US natural gas futures jumped over 5 percent on Monday on forecasts demand will increase over the next two weeks due to rising air conditioning use and some worries a tropical storm could disrupt production along the Texas Gulf Coast. A tropical disturbance in the Gulf of Mexico has a 90 percent chance of strengthening into a tropical storm over the next 48 hours as it moves toward the Texas Gulf Coast, according to the US National Hurricane Center.
With much of the nation's production now coming from shale fields located far from the nation's coasts, traders noted storms in the Gulf of Mexico no longer pose as much of a threat to the nation's gas production as they did a decade ago. Drillers currently only get about 4 percent of the nation's total gas from the Gulf of Mexico, according to federal data. That is down from about 17 percent a decade ago.

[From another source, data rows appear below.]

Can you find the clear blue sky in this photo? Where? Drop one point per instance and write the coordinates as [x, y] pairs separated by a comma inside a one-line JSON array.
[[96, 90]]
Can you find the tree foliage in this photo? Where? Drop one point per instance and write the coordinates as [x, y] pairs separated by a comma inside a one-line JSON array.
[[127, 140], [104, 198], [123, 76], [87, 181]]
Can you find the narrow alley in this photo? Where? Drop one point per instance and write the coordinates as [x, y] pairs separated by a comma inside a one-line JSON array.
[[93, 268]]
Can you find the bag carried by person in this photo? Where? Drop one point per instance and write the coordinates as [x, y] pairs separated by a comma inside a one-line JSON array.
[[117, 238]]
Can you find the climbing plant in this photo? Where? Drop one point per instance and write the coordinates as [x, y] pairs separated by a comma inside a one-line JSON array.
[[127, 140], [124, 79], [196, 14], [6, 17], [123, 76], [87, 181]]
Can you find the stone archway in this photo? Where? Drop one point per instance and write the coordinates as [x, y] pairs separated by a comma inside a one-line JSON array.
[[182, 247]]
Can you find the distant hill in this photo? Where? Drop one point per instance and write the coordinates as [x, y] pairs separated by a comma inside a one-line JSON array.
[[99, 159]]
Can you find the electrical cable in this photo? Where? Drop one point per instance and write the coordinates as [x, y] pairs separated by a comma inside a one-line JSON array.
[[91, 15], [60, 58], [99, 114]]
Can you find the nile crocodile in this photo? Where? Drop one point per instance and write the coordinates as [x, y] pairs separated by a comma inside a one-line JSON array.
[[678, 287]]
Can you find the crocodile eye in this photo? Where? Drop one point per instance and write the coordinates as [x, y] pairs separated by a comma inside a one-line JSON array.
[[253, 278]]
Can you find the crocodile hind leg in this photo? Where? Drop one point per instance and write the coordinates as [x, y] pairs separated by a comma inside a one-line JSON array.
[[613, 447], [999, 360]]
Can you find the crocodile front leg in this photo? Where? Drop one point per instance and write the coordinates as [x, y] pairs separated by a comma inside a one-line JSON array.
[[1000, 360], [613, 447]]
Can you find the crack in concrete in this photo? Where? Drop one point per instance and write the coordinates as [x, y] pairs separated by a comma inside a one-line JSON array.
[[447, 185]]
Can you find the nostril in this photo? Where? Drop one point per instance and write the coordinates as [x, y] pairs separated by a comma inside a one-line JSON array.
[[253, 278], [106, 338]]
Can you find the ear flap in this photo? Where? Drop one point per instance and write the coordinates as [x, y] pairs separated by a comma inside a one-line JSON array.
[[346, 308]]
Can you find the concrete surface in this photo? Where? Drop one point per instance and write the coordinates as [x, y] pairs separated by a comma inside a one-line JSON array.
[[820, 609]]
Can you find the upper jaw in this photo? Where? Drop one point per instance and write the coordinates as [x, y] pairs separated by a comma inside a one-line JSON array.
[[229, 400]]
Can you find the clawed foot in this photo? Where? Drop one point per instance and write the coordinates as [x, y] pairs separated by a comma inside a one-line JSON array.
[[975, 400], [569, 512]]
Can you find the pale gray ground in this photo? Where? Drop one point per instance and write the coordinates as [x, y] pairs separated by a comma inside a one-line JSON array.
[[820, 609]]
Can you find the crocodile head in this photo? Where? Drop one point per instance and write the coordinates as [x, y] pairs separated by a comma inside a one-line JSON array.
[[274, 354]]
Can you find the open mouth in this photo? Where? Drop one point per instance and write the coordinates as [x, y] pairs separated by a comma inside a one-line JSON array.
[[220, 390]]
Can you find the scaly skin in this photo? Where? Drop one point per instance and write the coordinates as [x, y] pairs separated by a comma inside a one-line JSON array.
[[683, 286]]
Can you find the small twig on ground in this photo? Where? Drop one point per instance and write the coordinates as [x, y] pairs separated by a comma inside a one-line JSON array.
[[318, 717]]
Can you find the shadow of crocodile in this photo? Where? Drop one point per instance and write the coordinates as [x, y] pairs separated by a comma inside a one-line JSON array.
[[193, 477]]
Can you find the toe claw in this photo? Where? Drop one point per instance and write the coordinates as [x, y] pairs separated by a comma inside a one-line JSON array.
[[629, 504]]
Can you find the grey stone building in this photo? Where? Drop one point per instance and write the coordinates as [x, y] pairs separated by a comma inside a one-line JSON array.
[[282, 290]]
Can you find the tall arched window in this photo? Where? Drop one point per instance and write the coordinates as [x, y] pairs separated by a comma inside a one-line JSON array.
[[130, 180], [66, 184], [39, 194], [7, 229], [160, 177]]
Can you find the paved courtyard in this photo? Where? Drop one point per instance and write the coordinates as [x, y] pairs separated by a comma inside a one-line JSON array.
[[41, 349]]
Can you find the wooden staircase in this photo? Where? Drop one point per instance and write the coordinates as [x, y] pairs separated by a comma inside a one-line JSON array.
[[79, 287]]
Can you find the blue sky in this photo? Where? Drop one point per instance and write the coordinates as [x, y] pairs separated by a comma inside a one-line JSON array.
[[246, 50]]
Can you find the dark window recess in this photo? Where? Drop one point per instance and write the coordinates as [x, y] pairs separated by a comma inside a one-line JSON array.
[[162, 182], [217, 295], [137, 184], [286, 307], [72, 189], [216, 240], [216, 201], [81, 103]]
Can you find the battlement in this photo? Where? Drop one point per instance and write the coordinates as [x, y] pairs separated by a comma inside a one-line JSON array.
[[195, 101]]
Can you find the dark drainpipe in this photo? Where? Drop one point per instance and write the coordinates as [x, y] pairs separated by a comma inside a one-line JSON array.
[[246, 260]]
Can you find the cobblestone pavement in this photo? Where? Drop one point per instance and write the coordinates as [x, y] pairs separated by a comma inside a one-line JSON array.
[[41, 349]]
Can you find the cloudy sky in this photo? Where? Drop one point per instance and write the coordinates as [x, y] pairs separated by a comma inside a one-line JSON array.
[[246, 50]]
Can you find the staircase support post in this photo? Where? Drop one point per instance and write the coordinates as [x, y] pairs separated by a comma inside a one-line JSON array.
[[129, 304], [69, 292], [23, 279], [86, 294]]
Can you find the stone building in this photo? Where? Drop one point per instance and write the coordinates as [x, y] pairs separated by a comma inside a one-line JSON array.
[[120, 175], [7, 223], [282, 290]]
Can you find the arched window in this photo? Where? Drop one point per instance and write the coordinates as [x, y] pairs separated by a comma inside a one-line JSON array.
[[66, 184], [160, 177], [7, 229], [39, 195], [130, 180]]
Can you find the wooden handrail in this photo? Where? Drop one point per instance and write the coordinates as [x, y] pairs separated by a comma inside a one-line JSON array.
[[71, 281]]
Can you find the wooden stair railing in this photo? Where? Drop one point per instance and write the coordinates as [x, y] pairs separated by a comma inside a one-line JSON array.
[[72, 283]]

"There could be more of an impact on onshore demand due to possible flooding in the Houston area than on production," said Tim Evans, energy futures specialist at Citi Futures, referring to the potential for tropical activity in the Gulf. Front-month gas futures on the New York Mercantile Exchange closed up 13.9 cents at $2.889 per million British thermal units.
That increase pushed the premium of gas futures over coal futures over $1.10 per mmBtu for the first time since January, making it more likely some generators will burn coal instead of gas. In an effort to remain competitive with relatively low gas prices, coal futures fell to their lowest level since 2007. Gas futures meanwhile have traded at their lowest level since 2012 since the beginning of the year.
With heat building in the desert Southwest, average next-day power prices at Palo Verde in the Desert Southwest and SP-15 in Southern California climbed to the highest levels since at least January on the Intercontinental Exchange. The Global Forecast System weather model for the lower 48 US states called for temperatures to remain above normal for the next two weeks, with 186 population-weighted cooling degree days. That was the same as Friday and compared with a 30-year norm of 160 CDDs. Thomson Reuters Analytics forecast consumption in the lower 48 would average 59.4 billion cubic feet per day over the next two weeks, compared with Friday's forecast of 58.8 bcfd and a 30-year norm of 54.0 bcfd.